11-06-2007
By
Thomas Sowell
Among the many mindless mantras of our time, "making a difference"
and "giving back" irritate me like chalk screeching across a blackboard.
I would be
scared to death to "make a difference" in the way pilots fly airliners
or brain surgeons operate. Any difference I might make could be fatal to
many people.
Making a
difference makes sense only if you are convinced that you have mastered
the subject at hand to the point where any difference you might make
would be for the better.
Very few
people have mastered anything that well beyond their own limited circle
of knowledge. Even fewer seem to think far enough ahead to consider that
question. Yet hardly a day goes by without news of some uninformed
busybodies on one crusade or another.
Even the
simplest acts have ramifications that spread across society the way
waves spread across a pond when you drop a stone in it.
Among those
who make a difference by serving food to the homeless, how many have
considered the history of societies which have made idleness easy for
great numbers of people?
How many have
studied the impact of drunken idlers on other people in their own
society, including children who come across their needles in the park —
if they dare to go to the parks?
How many have
even considered such questions relevant as they drop their stone in the
pond without thinking about the waves that spread out to others?
Maybe some would still do what they do, even if they thought about it.
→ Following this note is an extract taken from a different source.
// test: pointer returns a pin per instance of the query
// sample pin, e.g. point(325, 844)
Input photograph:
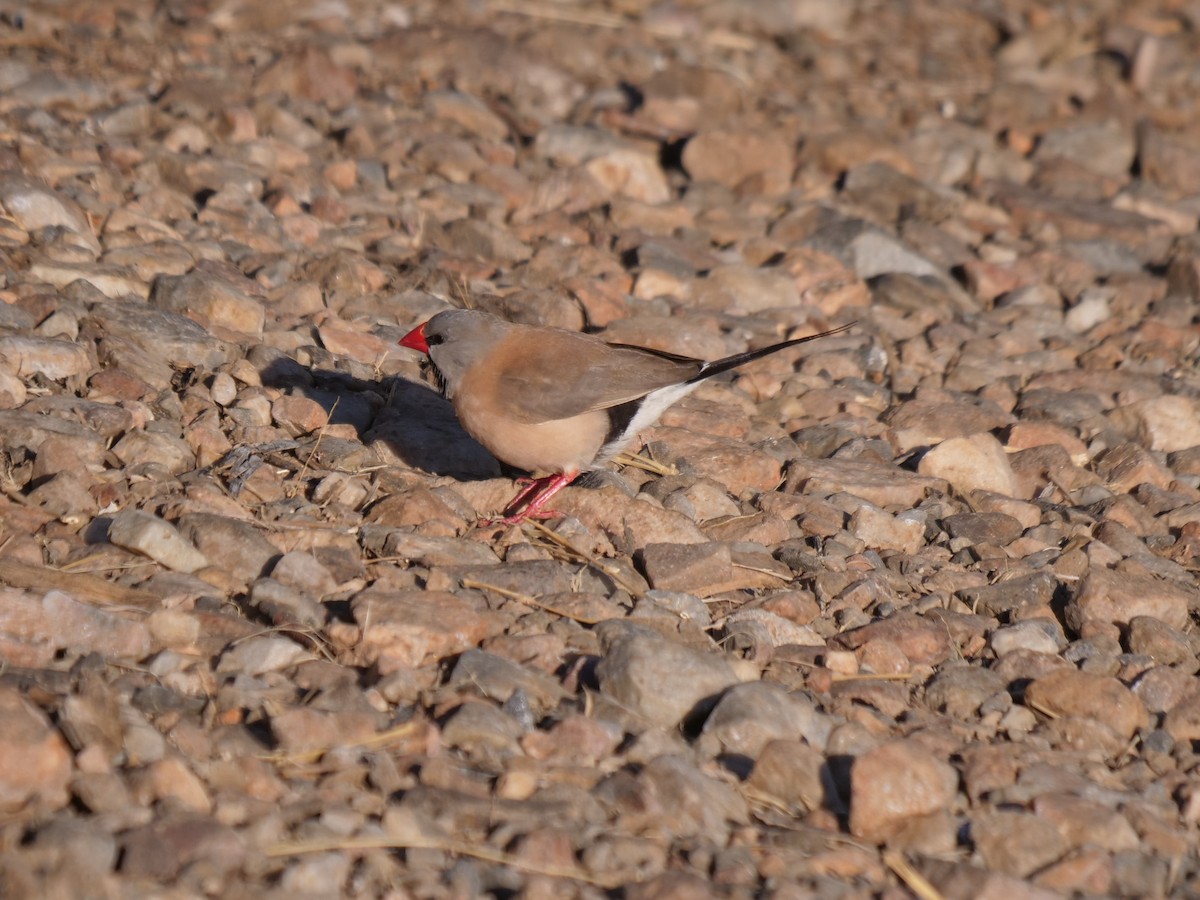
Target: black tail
point(724, 365)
But that doesn't mean that thinking is a waste of time.
"Giving back" is a similarly mindless mantra.
I have donated money, books
and blood for people I have never seen and to whom I owe nothing. Nor is
that unusual among Americans, who do more of this than anyone else.
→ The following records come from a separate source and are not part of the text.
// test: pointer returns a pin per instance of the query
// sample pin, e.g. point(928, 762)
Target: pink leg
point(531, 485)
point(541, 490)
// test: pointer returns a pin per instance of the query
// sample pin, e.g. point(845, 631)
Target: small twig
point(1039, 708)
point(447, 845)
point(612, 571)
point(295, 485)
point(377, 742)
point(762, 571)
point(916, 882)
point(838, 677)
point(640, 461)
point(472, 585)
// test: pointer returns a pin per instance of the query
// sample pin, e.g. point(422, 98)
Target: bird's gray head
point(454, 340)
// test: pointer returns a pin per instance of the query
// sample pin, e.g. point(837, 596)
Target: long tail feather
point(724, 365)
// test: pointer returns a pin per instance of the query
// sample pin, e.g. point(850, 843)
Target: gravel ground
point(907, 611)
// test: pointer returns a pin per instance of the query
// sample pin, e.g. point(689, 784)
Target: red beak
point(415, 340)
But we are not "giving back" anything to those people because we never took anything from them in the first place.
If we are
giving back to society at large, in exchange for all that society has
made possible for us, then that is a very different ballgame.
Giving back
in that sense means acknowledging an obligation to those who went before
us and for the institutions and values that enable us to prosper today.
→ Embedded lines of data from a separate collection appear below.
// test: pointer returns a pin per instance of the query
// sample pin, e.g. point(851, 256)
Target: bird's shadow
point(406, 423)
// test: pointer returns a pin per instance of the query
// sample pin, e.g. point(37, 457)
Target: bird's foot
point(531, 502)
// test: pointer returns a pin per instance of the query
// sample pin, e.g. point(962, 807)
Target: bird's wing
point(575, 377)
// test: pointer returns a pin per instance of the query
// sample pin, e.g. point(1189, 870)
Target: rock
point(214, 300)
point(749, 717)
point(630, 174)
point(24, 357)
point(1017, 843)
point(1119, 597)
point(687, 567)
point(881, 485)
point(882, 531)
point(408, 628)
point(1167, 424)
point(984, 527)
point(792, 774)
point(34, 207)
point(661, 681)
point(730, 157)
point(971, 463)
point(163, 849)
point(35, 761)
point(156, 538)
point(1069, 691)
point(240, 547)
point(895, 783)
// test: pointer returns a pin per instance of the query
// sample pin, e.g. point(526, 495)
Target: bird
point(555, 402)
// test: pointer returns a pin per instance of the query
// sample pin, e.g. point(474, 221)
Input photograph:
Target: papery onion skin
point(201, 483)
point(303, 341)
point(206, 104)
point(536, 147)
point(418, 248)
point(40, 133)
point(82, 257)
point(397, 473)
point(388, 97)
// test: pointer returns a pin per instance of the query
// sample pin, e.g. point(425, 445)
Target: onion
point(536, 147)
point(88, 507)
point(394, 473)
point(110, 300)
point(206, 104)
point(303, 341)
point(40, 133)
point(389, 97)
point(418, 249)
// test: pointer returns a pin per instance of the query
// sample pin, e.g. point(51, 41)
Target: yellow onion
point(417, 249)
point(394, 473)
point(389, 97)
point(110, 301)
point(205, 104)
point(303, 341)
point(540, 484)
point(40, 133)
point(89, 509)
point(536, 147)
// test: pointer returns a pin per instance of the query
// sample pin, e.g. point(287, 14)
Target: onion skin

But there is very little of this spirit of gratitude and loyalty in
many of those who urge us to "give back."
Indeed, many
who repeat the "giving back" mantra would sneer at any such notion as
patriotism or any idea that the institutions and values of American
society have accomplished worthy things and deserve their support,
instead of their undermining.
Our
educational system, from the schools to the universities, are actively
undermining any sense of loyalty to the traditions, institutions and
values of American society.
They are not
giving back anything except condemnation, often depicting sins common to
the human race around the world as peculiar evils of "our society."
A classic
example is slavery, which is repeatedly drummed into our heads — in the
schools and in the media — as something unique done by white people to
black people in the United States.
The tragic
fact is that, for thousands of years of recorded history, people of
every race and color have been both slaves and enslavers.
The Europeans
enslaved on the Barbary Coast of North Africa alone were far more
numerous than all the Africans brought to the United States and to the
13 colonies from which it was formed.
What was
unique about Western civilization was that it was the first civilization
to turn against slavery, and that it stamped out slavery not only in
its own societies but in other societies around the world during the era
of Western imperialism.
That process
took well over a century, because non-Western societies resisted. White
people, as well as black people, were still being bought and sold as
slaves, decades after the Emancipation Proclamation freed blacks in the
United States.
Those who want to "give back" should give back the truth. It is a debt that is long overdue.